When not connected to the VPN I can go to www.domain:8443 and access HA no problem using the apache reverse proxy.
Of note, my VPN is not setup to route any traffic by default, so only traffic destined for a 10.x.x.x IP should ever end up flowing over the VPN, and no DNS is done over the VPN, it’s all done over the normal internet link and does not change depending on whether the VPN is connected or not.
This comment helped me out quite a bit. Home Assistant was only showing the top bar while viewing from Chrome Desktop. It still worked via Chrome on Android, Safari and Firefox.
I had recently changed to a new host behind the reverse proxy, and so I originally thought this was the issue. I spent a good deal of time troubleshooting.
My setup looks like this:
Cloudflare -> Nginx -> Home Assistant on Ubuntu 17.10
Eventually I stumbled across this post, made the Page Rules and it fixed the problem.

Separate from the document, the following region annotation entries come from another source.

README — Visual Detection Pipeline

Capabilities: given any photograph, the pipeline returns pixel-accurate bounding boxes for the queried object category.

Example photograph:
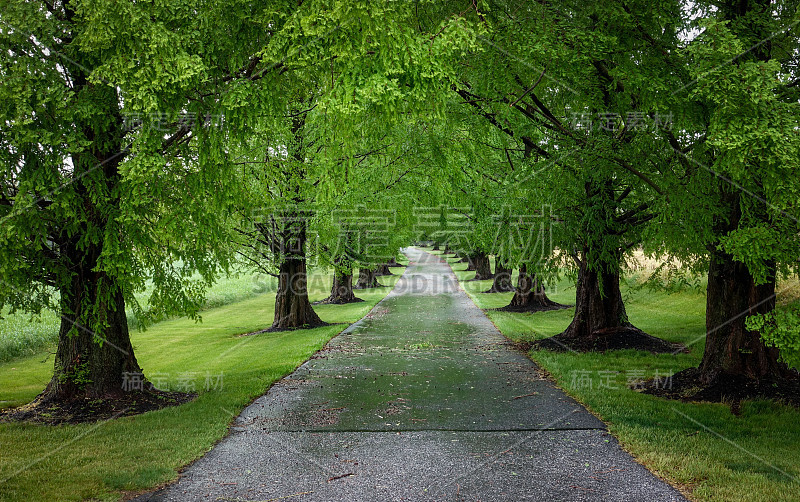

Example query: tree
[0,1,253,407]
[648,1,800,399]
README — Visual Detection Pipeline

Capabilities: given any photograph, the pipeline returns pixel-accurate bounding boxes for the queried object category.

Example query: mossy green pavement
[142,248,683,501]
[0,268,403,501]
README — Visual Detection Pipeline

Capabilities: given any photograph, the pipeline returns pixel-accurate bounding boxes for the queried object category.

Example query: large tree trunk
[562,255,633,338]
[270,212,325,331]
[699,252,788,384]
[501,265,568,312]
[386,256,403,267]
[461,253,478,272]
[354,267,382,289]
[374,263,394,277]
[37,268,142,404]
[320,269,364,304]
[535,250,683,352]
[484,258,514,293]
[472,252,494,281]
[270,257,325,331]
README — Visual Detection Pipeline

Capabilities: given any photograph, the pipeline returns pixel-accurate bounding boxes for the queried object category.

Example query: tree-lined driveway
[141,248,683,501]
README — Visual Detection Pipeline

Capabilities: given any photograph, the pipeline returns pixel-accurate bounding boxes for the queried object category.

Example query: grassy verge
[0,273,268,363]
[434,253,800,501]
[0,268,403,500]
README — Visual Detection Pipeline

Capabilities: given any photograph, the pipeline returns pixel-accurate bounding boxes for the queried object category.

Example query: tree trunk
[473,252,494,281]
[37,260,144,404]
[502,265,568,312]
[461,253,477,272]
[535,250,685,353]
[375,263,394,277]
[561,255,632,338]
[270,257,325,331]
[320,269,364,304]
[386,256,403,267]
[354,267,381,289]
[699,251,788,384]
[270,212,325,331]
[486,258,514,293]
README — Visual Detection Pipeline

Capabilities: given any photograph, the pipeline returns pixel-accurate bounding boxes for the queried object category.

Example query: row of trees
[0,0,800,410]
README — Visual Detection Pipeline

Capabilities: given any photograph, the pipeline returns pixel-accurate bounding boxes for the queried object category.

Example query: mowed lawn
[434,252,800,502]
[0,268,404,501]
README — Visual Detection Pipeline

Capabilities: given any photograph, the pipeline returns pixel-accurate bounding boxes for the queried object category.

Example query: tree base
[496,298,572,312]
[311,296,364,305]
[533,326,686,354]
[481,284,520,292]
[0,389,197,425]
[632,368,800,408]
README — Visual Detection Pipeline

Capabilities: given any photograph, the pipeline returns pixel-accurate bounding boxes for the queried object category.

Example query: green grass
[448,255,800,501]
[0,269,402,500]
[0,273,268,362]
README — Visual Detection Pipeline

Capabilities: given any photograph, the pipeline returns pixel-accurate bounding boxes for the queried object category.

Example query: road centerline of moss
[142,248,682,500]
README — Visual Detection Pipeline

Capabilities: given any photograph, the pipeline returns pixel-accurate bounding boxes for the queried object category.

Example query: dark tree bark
[535,249,684,352]
[699,251,788,384]
[37,264,142,404]
[501,265,569,312]
[562,258,633,338]
[375,263,394,277]
[461,253,477,272]
[472,252,494,281]
[320,269,364,304]
[270,109,326,331]
[270,251,325,331]
[354,267,383,289]
[386,256,403,267]
[485,258,514,293]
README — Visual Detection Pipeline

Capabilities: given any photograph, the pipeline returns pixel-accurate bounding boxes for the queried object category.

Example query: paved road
[139,248,684,502]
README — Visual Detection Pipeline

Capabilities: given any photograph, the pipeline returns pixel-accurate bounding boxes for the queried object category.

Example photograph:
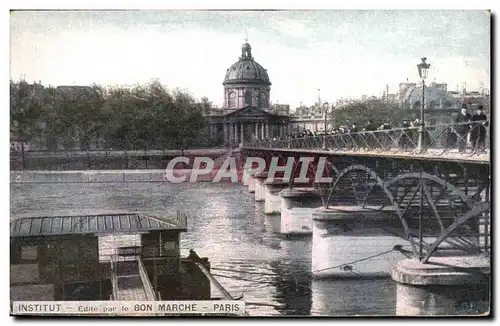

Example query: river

Thanks for posting.
I use a CNAME record in Cloudflare that points to an A record that is updated on Cloudflare via DDNS. Deleting this CNAME record, and temporarily adding an A record that pointed directly at my IP seemed to fix this issue, whether or not requests were routed through Cloudflare.
This was not an issue while I was running Home Assistant on 16.04. It only seems to have caused problems when I moved my install to a new container (LXC) running on 17.10.
Lets me lock down port 443 on my end to only accept CF traffic based on IP rules.
Granted sure you could still find ways to discover my public IP but I feel its better than not doing anything at all. Oh and its free
EDIT: Also from the hosted DNS front makes renewing my SSL with letsencrypt a snap. I only route external inbound traffic through CF. If we’re hitting a site from inside i.e. HA while I still have the SSL on it this way I still have a valid LetsEncrypt SSL on HA for internally. I could use the cert provided from CF but this is easier. I also have it setup with CF for full-strict encryption so all traffic passed between me and CF is fully encrypted.
Now granted yes CF has the ability to look at the traffic as it passes through them since they decrypt from me and then encrypt it again with the end user, I’m not terribly worried about it as I’m not doing anything crazy here at home
I use pfsense as my firewall and CF publishes their IP lists. So I just created a rule to pull that list daily. So I just put that in my source IP field for port 443 and 80.
Thanks for the feedback. I also use pfSense as my firewall and have haproxy as a reverse proxy.
I’ve been experiencing some issues with my new cellphone carrier (Sprint) to remotely connect to HA. I’ll try this approach with CF to see if it solves the problem.